The quantified effect of the intervention is then the total difference between the target R(t) and the synthetic control S(t) from the test start at t = T until the end of the test and any included cooldown period. We also need to multiply that by the number of test regions to account for the fact that R(t) was an average of the actual test regions. So, in the end,

effect = (number of test regions) * sum_{t >= T} ( R(t) - S(t) )

When calculating this, we account for the imperfect match between the test and synthetic control by adding simulated errors into this S(t).

Implementation as a Bayesian model

We place a flat prior on the weights Wi (equivalent to a Dirichlet(1) distribution) and use a Gaussian likelihood to match R(t) and S(t).

The Stan code for the first part of the Bayesian model roughly looks like this:

C++
data {
  int n_timesteps;  // pre-intervention timesteps
  int n_donor_regions;
  vector[n_timesteps] R;
  matrix[n_timesteps, n_donor_regions] X;
}

parameters {
  simplex[n_donor_regions] W;
  real sigma;
}

transformed parameters {
  // the synthetic control
  vector[n_timesteps] S = X * W;
}

model {
  // priors
  W ~ dirichlet(1, 1, ... , 1);
  sigma ~ exponential(...);

  // likelihood
  R ~ normal(S, sigma);
}

Note that we have a parameter sigma that measures the error between the intervened time series R and the synthetic control S over these pre-test time steps. This parameter gets a weak exponential prior that depends on the scale of the data.

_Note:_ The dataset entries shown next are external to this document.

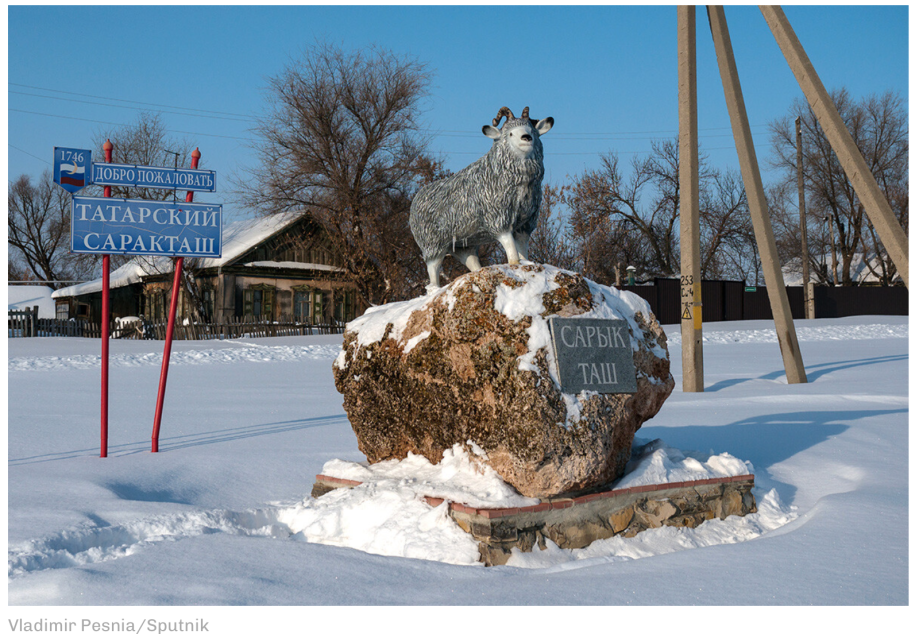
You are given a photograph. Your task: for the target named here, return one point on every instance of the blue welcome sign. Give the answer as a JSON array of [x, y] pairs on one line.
[[156, 177], [146, 227], [72, 168]]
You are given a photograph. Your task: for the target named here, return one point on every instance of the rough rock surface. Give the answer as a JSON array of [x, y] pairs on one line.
[[472, 363]]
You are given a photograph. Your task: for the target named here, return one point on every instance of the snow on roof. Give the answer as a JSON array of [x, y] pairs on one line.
[[22, 297], [296, 265], [238, 237], [125, 275]]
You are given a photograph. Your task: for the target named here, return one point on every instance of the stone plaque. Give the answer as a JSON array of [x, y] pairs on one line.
[[593, 354]]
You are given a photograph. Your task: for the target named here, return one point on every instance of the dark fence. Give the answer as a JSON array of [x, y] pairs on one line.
[[24, 323], [734, 301]]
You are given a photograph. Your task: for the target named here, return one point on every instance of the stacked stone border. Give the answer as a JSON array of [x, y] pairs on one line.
[[576, 522]]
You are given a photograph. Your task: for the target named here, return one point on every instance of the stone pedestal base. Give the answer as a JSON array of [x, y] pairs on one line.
[[576, 522]]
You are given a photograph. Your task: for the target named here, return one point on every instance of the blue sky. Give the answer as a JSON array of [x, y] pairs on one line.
[[607, 74]]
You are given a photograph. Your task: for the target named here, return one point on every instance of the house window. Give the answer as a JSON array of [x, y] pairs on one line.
[[344, 305], [156, 309], [207, 297], [258, 301], [308, 305]]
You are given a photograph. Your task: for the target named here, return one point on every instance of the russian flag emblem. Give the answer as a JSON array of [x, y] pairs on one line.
[[73, 175]]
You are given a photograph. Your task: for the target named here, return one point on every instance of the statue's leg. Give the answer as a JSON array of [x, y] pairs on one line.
[[507, 241], [522, 240], [469, 257], [434, 271]]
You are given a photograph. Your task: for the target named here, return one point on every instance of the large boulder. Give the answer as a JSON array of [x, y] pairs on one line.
[[473, 363]]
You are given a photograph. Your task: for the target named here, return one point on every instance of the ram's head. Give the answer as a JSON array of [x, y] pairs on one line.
[[521, 134]]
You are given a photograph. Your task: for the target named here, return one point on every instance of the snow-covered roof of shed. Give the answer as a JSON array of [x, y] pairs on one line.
[[238, 237]]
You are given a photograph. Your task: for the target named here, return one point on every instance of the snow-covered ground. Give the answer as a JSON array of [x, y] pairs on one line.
[[222, 515]]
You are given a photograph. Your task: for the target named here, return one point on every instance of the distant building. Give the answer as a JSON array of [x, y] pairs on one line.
[[273, 268], [863, 272], [20, 297]]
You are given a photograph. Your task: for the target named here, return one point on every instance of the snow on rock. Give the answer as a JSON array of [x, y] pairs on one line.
[[456, 478], [474, 361], [770, 515], [653, 462]]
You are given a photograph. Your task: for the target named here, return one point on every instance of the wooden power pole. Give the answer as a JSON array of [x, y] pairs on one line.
[[805, 256], [690, 257], [756, 198], [852, 161]]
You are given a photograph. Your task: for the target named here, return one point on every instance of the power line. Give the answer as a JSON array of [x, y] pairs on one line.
[[439, 132], [144, 103], [60, 116], [29, 153], [112, 105]]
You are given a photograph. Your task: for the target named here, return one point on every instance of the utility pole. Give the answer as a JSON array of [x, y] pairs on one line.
[[853, 163], [805, 257], [690, 256], [756, 198]]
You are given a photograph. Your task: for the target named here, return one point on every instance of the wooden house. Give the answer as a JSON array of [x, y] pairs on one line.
[[276, 268]]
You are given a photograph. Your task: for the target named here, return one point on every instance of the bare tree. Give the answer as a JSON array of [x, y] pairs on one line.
[[39, 231], [637, 216], [549, 243], [341, 142], [879, 127], [727, 241]]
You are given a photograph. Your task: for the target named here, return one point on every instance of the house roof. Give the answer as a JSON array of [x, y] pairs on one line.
[[238, 238]]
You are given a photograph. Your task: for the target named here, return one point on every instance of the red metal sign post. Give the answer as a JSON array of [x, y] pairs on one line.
[[107, 192], [170, 328]]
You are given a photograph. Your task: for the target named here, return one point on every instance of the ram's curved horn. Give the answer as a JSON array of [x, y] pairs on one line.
[[503, 112], [526, 115]]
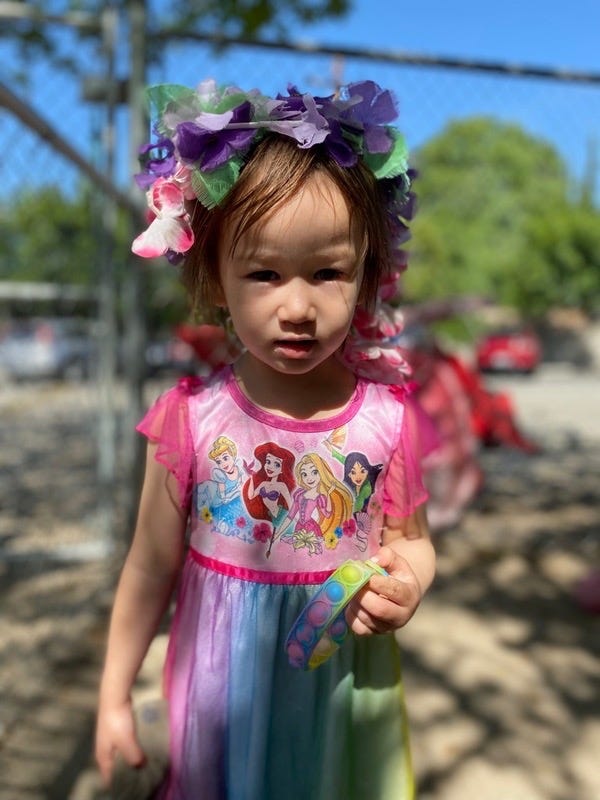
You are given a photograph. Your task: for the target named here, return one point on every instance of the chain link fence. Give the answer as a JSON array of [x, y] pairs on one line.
[[56, 538], [564, 110]]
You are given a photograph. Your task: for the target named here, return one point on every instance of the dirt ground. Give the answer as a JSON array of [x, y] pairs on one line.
[[501, 664]]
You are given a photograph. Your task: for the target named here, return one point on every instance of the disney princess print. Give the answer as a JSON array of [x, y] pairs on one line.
[[308, 501]]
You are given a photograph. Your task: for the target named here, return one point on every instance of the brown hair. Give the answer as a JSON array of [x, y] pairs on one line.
[[275, 171]]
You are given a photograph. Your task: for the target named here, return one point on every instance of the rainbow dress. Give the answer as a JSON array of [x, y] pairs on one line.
[[270, 517]]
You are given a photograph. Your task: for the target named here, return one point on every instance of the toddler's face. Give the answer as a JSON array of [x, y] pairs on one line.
[[292, 283]]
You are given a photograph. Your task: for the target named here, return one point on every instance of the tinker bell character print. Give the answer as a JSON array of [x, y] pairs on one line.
[[219, 500], [321, 506], [360, 476], [268, 491]]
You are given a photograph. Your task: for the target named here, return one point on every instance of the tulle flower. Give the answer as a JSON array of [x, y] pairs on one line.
[[209, 141], [204, 135], [170, 228]]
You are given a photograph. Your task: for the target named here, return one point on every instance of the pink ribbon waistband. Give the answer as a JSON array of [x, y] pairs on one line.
[[259, 575]]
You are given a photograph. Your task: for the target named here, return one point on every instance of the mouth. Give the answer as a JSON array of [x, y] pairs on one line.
[[295, 348]]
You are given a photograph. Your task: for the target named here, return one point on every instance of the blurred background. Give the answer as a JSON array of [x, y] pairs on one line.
[[501, 111]]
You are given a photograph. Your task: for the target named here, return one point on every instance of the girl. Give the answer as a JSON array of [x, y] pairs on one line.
[[288, 212]]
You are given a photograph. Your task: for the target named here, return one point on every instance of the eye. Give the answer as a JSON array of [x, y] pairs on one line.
[[328, 274], [263, 276]]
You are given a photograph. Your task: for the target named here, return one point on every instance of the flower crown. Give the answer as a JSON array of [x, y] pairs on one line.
[[203, 137]]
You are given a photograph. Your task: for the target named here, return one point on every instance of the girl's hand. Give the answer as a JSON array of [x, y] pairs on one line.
[[387, 602], [115, 733]]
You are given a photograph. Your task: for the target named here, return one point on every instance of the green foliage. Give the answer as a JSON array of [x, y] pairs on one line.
[[251, 18], [563, 267], [494, 219]]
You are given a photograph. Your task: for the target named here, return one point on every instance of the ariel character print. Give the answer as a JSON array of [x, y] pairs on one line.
[[321, 505], [268, 491], [219, 500]]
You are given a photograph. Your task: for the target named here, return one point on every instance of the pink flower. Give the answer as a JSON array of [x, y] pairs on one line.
[[170, 228], [262, 532]]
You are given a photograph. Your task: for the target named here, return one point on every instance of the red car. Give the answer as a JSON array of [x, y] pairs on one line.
[[509, 350]]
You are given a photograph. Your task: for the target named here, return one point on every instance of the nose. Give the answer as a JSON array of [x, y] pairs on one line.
[[297, 303]]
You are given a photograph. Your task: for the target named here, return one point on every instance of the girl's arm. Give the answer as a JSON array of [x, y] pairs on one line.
[[387, 603], [142, 596]]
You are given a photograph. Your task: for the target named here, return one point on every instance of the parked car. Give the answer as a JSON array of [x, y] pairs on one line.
[[47, 347], [170, 354], [509, 350]]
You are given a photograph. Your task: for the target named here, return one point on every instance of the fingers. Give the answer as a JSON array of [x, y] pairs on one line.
[[116, 734], [105, 757], [388, 601]]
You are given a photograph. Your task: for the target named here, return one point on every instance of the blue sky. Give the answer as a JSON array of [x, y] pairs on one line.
[[540, 32]]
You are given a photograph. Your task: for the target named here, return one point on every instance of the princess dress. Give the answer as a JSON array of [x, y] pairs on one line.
[[244, 723]]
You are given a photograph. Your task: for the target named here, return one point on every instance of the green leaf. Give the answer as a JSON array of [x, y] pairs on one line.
[[392, 164], [212, 187]]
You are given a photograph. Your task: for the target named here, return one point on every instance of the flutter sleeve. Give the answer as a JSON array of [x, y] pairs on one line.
[[404, 489], [167, 424]]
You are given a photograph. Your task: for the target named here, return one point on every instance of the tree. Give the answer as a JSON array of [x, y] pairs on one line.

Then, to calculate the effect estimate, we pass in the during- and post-intervention data, and simulate using the parameters we estimated in the previous step:

C++
data {
  int n_test_timesteps;   // test timesteps
  int n_exposed_regions;  // number of regions with the intervention
  int n_donor_regions;
  vector[n_test_timesteps] R_test;
  matrix[n_test_timesteps, n_donor_regions] X_test;
}

generated quantities {
  // build synthetic control in the test timesteps
  vector[n_test_timesteps] S_test = X_test * W;

  // add simulated errors to the synthetic control
  vector[n_test_timesteps] S_test_sim = normal_rng(S_test, sigma);

  // calc the measured effect
  real effect = n_exposed_regions * sum(R_test - S_test_sim);
}

The quantity effect is the model’s estimate for the effect of the intervention.